JL: Case of half of one or two of the other. What’s it a case of, Mr. Martin?

GM: Take 4 was very good up to the breakdown….

JL: Which was take 4?

GM: It was very good up to the end… (mumbling)

JL: My boys are ready to go!

That last part is also what John says just before making love to the wife. (Rimshot please.) But in this context he is referring to Paul, George, Ringo, and Billy Preston, who have been making an unholy racket late at night in the poorly soundproofed environs of Trident. Apparently some neighbors have been complaining about the noise; from the control room, Glyn Johns pipes up,

Is it possible, without affecting yourselves too much, to turn down a little?

John’s response is surprisingly tame. He does not, as one might expect, shout “We’re the fucking Beatles!
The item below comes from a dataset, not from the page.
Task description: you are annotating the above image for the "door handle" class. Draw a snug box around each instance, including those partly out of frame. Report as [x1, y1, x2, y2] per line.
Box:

No one tells us to turn it down!” Instead he whines, “What are they doing here this time of night?” — in the background, Paul can be heard murmuring something about it being “a lousy district” — then agrees,

Well, we’ll try it once more, very loud. If we don’t get it we’ll try it quiet, like you might do it the other way. OK, the loud one, last go… last chance to be loud.

After an aside about not being able to see properly — “they keep merging,” he says, either without his glasses or (more likely) stoned to the bejeezus — John counts off a new take. This one goes a lot better. At first it is not too dissimilar to the album version, but in the latter parts Preston’s keyboards are a lot more prominent, and at times you can hear what sounds like a kazoo (it’s probably just a heavily distorted guitar). The whooshing white noise, added later using a Moog, is missing — but it gets pretty damn heavy nonetheless.

As the liner notes, um, note:

On the album the song ends abruptly at the point where the tape of the stereo mix was cut, whereas this performance comes to a screeching halt. As the dust settles, someone shouts, “Woo!”

It sounds like Paul to me. That’s a Paul kind of thing to shout.